The reason suddenly becomes apparent when she starts talking about older women and sexuality. “It used to be thought that women lose interest in sex after menopause, but now we know that just isn’t true. Here check this out I’m going to crank it right now,” is pretty much exactly what she says.
This part of the video is great, obviously, because it demonstrates the difference between how men and women masturbate. If you asked a man for his ideal masturbation environment, it would probably be like a dank basement with no windows at all and a fridge with unlimited Gatorade.
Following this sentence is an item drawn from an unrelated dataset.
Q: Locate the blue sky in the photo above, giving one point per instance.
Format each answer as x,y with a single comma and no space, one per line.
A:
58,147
Women want a bathtub in a room with floor to ceiling french windows on a palatial estate, because you can masturbate anywhere on a palatial estate, that’s why people buy them. We want Angela Lansbury in the corner just whispering words of encouragement to us about how we’re goddesses and what we’re doing is beautiful, and maybe every once in a while, she hands us a Gatorade because everyone needs to stay hydrated.
This workout has everything I ever wanted. An old woman being nice to me, minimal actual exercise, Angela Lansbury crankin it, a surprising amount of gardening, so many pastel jumpsuits, and Angela Lansbury crankin it.
Plus, it was made three decades ago, and Angela Lansbury is still doing it every day on her palatial estate at ninety-four years old, so it’s got to work, right? Give it a shot and sashay your way to immortality like a beautiful ancient tortoise who is well versed in the art of self-pleasure.